Bryan Doss

Posted on Jul 17, 2024

Adding Web Scraping and Google Search to AWS Bedrock Agents

#docker #typescript #aws #ai

Motivation

After all of the AWS product announcements at the NYC Summit last week, I wanted to start testing out AWS Bedrock Agents more thoroughly for myself. Something clients often ask for is the ability for their LLM workflows to have access to the web.

There is a web scraper example from AWS that covers this, but I wanted to make a version for NodeJS in TypeScript. I also wasn't happy with the Google search capability relying on web scraping, so I swapped it out for the Google custom search API. My solution will also be making use of the AWS CLI and Docker images to make things more consistent.

Overview

(GitHub project available at end of article)

Prerequisites:

AWS CLI (v2)
Docker
NodeJS 20.x
AWS Account
Google Custom Search API Key

What we want to do is create a Bedrock agent and attach an action group with a Lambda function that can be called by the agent to perform google searches and scrape web content.
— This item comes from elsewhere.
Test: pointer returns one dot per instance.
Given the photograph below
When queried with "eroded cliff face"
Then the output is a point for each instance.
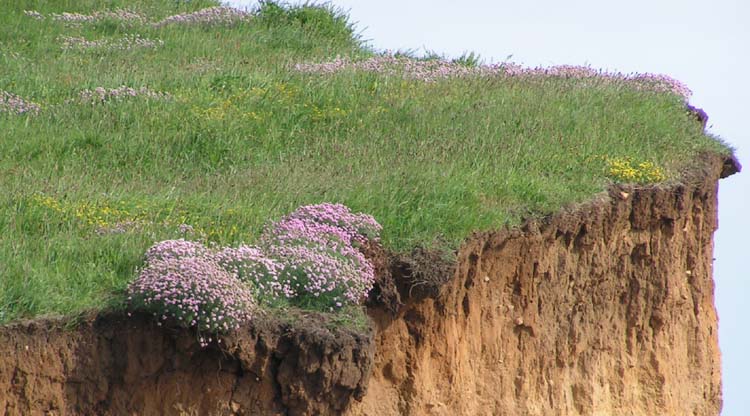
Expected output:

We'll accomplish this by defining a Lambda function using Docker and then attaching that function to the agent.

Tasks:

Write function(s) to perform web scraping and Google search
Build Docker image to test functions locally
Deploy Docker image to AWS ECR
Creating Lambda function using ECR image as source
Set up IAM roles/permissions
Create Bedrock agent to use new Lambda function

Creating the Lambda function

Let's start by defining a Lambda function using Docker.

Why use Docker? Usually, I deploy Lambda-based apps using AWS SAM but I wanted to try something different this time. Plus docker images are easier to test with locally (in my experience).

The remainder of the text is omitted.